El martes pasado la comunista doña Yoli dijo que el presidente de la patronal CEOE, Antonio Garamendi, cobra 23 veces más que el salario mínimo. Ella sólo 6,6 veces más, pero con más pagos en especie, que conste: vivienda, seguridad, transporte gratis y de alto lujo, seguridad a prueba de cualquier tropiezo, vestuario gratuito -un gasto considerable en el caso de la fashionaria-... vamos que no sabemos quién vive mejor si Garamendi o Yolandísima.

El caso es que, mientras Garamendi es guapo pero de ultraderecha desde que se hizo una foto con Javier Milei, Yoli es neocomunista, fashionaria, motomami, chulísima y enérgica, además de preocupada porque todo el conjunto de los españoles seamos más felices. Por eso, por ejemplo, ha subido el SMI la friolera de 37 euros.

Díaz se llena la boca presumiendo de sus políticas sociales al tiempo que critica al pérfido empresario, mayormente representando por el señor Garamendi. De ahí que nos parezca completamente imposible la denuncia de los propios Inspectores de Yolanda. Han cargado contra la ministra por la falta de cumplimiento de los acuerdos por parte del Organismo Estatal de la Inspección de Trabajo y Seguridad Social, que les ha denegado la percepción de la totalidad del importe del complemento de productividad complementaria comprometido, pese a haber llegado a los objetivos colectivos.

Traducido: Yolanda no les paga la productividad pese a haber cumplido con su trabajo. Nos pinchan y no sangramos, una comunista de la talla y el estilo de Yolanda incumpliendo promesas y no pagando a sus trabajadores. A ver si es Díaz la que se está volviendo de ultraderecha. 

La protesta la han trasladado desde el Sindicato de Inspectores de Trabajo y Seguridad Social, el sindicato de Subinspectores Laborales de Seguridad y Salud, el sindicato estatal de Subinspectores Laborales de Empleo y Seguridad Social y la Unión Progresista de Inspectores de Trabajo en comunicado difundido por Fedeca.

En el mismo, han recordado que esta situación ya se produjo por primera vez en la nómina de diciembre de 2024, cuando, sin previo aviso, no se abonó el importe total de la productividad colectiva, circunstancia que finalmente se solventó a través de un nuevo "parche", y con retraso, en enero de 2025.

Esto lo hace aún más grave, porque la queja viene de los sindicatos, esos a los que Yolanda quiere que las empresas privadas den participación en los Consejos de Administración. ¿Será acaso esta una incoherencia de Yolanda? Ella pide esfuerzos a las empresas privadas, esfuerzos que ella misma no hace e ignora. Vaya...

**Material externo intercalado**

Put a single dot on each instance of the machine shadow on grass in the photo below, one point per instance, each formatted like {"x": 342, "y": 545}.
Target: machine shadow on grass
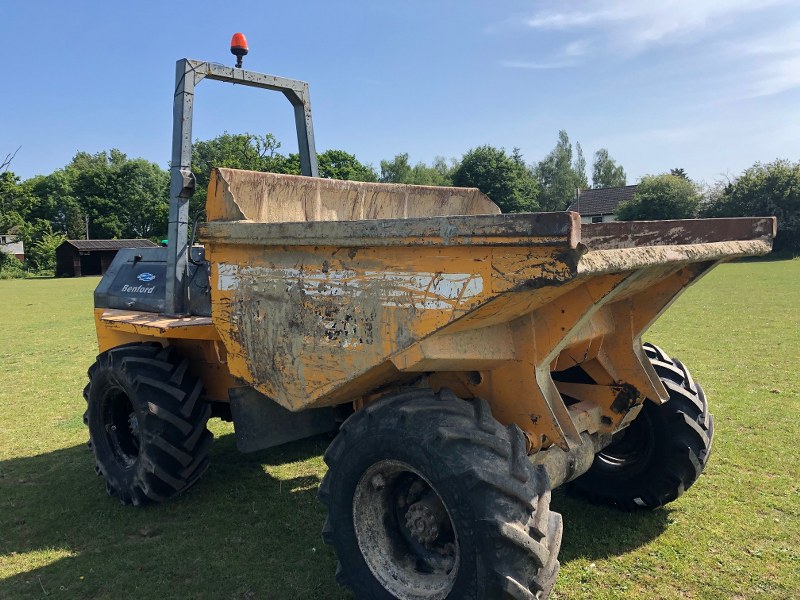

En esta línea, han cargado contra la ministra por advertir de los "juegos de trileros" que utilizan algunas empresas para no aplicar las mejoras a sus trabajadores y no identificar estas prácticas de "falta de transparencia" y "políticas erráticas" dentro del Organismo Estatal de la Inspección de Trabajo y Seguridad Social.

"Estimada Ministra, bien sabrá, porque se lo oímos decir a otros a diario, que el trabajo realizado hay que abonarlo. Por eso, le pedimos que, entre vídeos promocionales y críticas justificadas a quienes no cumplen con sus trabajadores, guarde usted unos minutos para analizar la situación de su propio personal", han expuesto.